A piora nos índices de arrecadação das distribuidoras pode vir como consequência dos reajustes tarifários elevados esperados para o ano. O lado positivo, na avaliação da agência de rating, é que as distribuidoras terão maior cobertura tarifária para perdas de energia, recuperação das perdas econômicas associadas à pandemia e o provável repasse aos consumidores de mais de 80% dos R$ 4,8 bilhões de custo estimado da Conta Covid.

A nova operação de crédito  para o setor manter o nível de liquidez  das distribuidoras em situação confortável, compensando os descasamentos entre fluxo de caixa e custos com compra de energia ao longo de 2021, não cobertos pelas bandeiras tarifárias.

As condições devem ser semelhantes às do empréstimo da Conta Covid, com prazo de pagamento em torno de cinco anos, diluindo os impactos tarifários inicialmente previstos para 2022 e com  efeitos também no controle de perdas e nos índices de inadimplência.

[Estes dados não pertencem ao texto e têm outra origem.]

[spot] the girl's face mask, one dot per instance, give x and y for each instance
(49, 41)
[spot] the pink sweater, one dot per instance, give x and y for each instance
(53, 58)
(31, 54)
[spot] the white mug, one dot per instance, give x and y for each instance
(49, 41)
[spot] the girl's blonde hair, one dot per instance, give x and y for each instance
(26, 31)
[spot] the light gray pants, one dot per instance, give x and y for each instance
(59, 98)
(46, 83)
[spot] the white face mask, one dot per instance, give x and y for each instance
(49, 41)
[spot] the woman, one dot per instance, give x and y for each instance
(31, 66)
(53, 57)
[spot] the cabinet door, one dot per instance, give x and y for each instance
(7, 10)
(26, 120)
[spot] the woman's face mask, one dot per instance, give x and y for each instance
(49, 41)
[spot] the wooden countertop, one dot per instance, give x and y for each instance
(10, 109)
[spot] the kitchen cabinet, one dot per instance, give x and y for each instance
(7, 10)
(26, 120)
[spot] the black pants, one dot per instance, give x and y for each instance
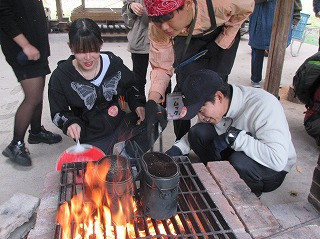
(139, 67)
(258, 177)
(216, 59)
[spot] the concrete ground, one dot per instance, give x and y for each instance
(293, 191)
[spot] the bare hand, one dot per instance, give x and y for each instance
(32, 53)
(137, 8)
(74, 131)
(141, 114)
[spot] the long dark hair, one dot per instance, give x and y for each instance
(85, 36)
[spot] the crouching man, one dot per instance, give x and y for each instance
(243, 125)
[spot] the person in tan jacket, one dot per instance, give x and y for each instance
(209, 25)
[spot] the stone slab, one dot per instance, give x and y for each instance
(23, 230)
(206, 178)
(306, 232)
(45, 224)
(298, 212)
(16, 211)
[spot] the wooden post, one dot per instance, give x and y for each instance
(278, 45)
(59, 10)
(314, 196)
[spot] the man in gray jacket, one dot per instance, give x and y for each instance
(243, 125)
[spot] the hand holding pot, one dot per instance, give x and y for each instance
(155, 114)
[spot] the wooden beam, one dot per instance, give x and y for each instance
(278, 45)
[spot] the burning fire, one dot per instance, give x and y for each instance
(98, 213)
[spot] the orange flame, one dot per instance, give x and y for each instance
(94, 213)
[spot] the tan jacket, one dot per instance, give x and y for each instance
(230, 13)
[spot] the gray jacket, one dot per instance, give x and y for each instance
(138, 40)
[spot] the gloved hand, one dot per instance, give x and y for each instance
(219, 144)
(232, 134)
(155, 114)
(223, 141)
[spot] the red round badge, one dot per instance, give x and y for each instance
(113, 111)
(183, 112)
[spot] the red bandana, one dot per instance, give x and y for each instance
(162, 7)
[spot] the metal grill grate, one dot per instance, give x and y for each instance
(197, 214)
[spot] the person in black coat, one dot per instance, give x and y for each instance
(316, 9)
(88, 93)
(24, 42)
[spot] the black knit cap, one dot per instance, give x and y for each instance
(198, 88)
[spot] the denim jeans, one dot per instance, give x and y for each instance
(258, 177)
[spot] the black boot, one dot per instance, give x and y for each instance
(43, 136)
(18, 153)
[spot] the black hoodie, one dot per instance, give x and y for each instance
(96, 107)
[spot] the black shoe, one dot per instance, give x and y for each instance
(18, 153)
(44, 136)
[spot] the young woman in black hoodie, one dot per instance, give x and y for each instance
(24, 42)
(88, 93)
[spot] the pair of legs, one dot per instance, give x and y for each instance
(258, 177)
(30, 110)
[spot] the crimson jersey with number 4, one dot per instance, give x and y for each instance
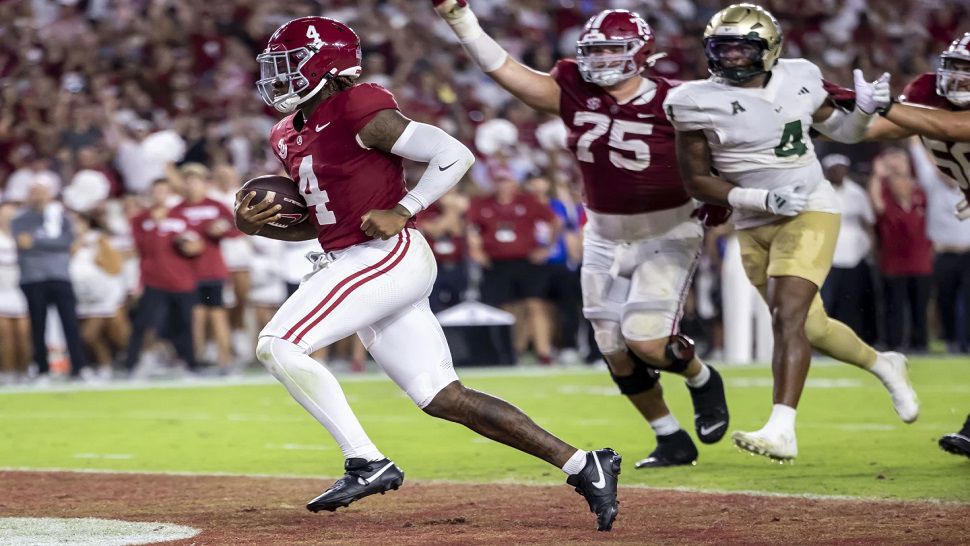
(952, 158)
(625, 151)
(340, 179)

Mesmo com algum alívio na situação hídrica, os níveis de armazenamento ficarão abaixo do histórico, e as medidas de recuperação dos reservatórios manterão pressionadas as receitas de geradores hidrelétricos, como Cesp e AES Tietê, e beneficiarão os termelétricos, como Eneva. O GSF, que reflete o déficit de geração das hidrelétricas, deve ficar em 0,80 no ano que vem, e Preço de Liquidação das Diferenças médio em R$190/MWh.

O segmento de menor risco do setor elétrico continuará sendo o de transmissão, mesmo com a possibilidade de rentabilidade menor para futuros reforços e melhorias, e o de maior risco o de comercialização de energia.

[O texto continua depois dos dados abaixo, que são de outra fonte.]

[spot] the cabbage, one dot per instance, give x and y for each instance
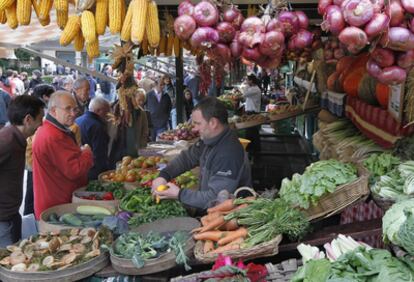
(394, 218)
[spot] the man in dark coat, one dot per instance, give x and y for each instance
(159, 105)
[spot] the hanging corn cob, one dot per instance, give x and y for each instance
(101, 16)
(12, 16)
(24, 11)
(62, 10)
(79, 42)
(115, 15)
(5, 4)
(71, 29)
(44, 9)
(153, 25)
(126, 27)
(139, 18)
(88, 26)
(92, 49)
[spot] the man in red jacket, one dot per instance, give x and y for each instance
(59, 165)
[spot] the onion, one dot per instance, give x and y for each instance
(354, 38)
(273, 43)
(378, 5)
(186, 8)
(184, 26)
(406, 59)
(357, 12)
(322, 5)
(303, 39)
(378, 24)
(334, 20)
(392, 75)
(204, 37)
(408, 5)
(235, 47)
(289, 22)
(303, 19)
(274, 25)
(221, 52)
(338, 53)
(395, 12)
(373, 68)
(251, 54)
(383, 57)
(226, 32)
(398, 38)
(206, 14)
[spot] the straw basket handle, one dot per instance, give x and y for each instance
(245, 188)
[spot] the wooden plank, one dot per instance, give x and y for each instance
(356, 230)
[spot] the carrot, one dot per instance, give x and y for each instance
(215, 223)
(224, 206)
(230, 225)
(226, 248)
(233, 235)
(209, 235)
(208, 246)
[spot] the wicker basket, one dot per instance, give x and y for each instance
(343, 197)
(381, 202)
(266, 249)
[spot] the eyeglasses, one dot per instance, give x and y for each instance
(69, 109)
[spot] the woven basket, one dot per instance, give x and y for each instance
(381, 202)
(266, 249)
(344, 196)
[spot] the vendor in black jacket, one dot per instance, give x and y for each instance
(222, 160)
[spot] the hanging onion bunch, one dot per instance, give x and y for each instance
(389, 25)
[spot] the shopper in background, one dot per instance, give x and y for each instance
(42, 92)
(253, 95)
(59, 165)
(219, 154)
(36, 79)
(81, 94)
(159, 105)
(25, 114)
(93, 130)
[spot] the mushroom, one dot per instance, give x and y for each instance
(78, 248)
(33, 267)
(48, 261)
(19, 267)
(5, 261)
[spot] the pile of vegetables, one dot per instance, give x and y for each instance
(319, 178)
(141, 202)
(360, 22)
(244, 223)
(398, 224)
(140, 248)
(357, 265)
(85, 216)
(55, 250)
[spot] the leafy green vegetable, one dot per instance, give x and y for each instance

As empresas do setor devem manter um perfil de liquidez sólido, pelo acesso a fontes de financiamento de médio e longo prazos, com a alavancagem financeira permanecendo adequada, aponta o Analista Sênior Wellington Senter. A média da relação dívida líquida/Ebitda vai se manter em cerca de 3,0 vezes em 2022.

A privatização da Eletrobras, que tem avançado e deve ser concluída no próximo ano, também terá impactos para o setor. O relatório destaca que parte dos recursos da capitalização da companhia será direcionada ao governo como pagamento de outorga. E que as condições de venda de energia com a descotização das hidrelétricas serão mais favoráveis à empresa, em um processo que tende a aprimorar a regulação do setor. As tarifas terão preços de mercado e o risco hidrológico sai do consumidor para o gerador.

Para 2022, a Fitch espera estabilidade dos ratings da companhias do setor. Para 92% delas, a nota da agência é ‘AAA(bra)’ ou ‘AA(bra)’, refletindo a previsibilidade, no caso da transmissão, os contratos de médio e longo prazos da geração e o monopólio natural das distribuidoras, que tem embutidos em suas tarifas os custos não gerenciáveis.

No início desse mês, 82% das classificações tinham Perspectiva Estável, 9% estavam em Observação Positiva e 9% em Observação Negativa. Como a expectativa é de que as empresas devem apostar em novos projetos, fusões e aquisições, pode haver alteração nos perfis financeiros, com impacto nos ratings.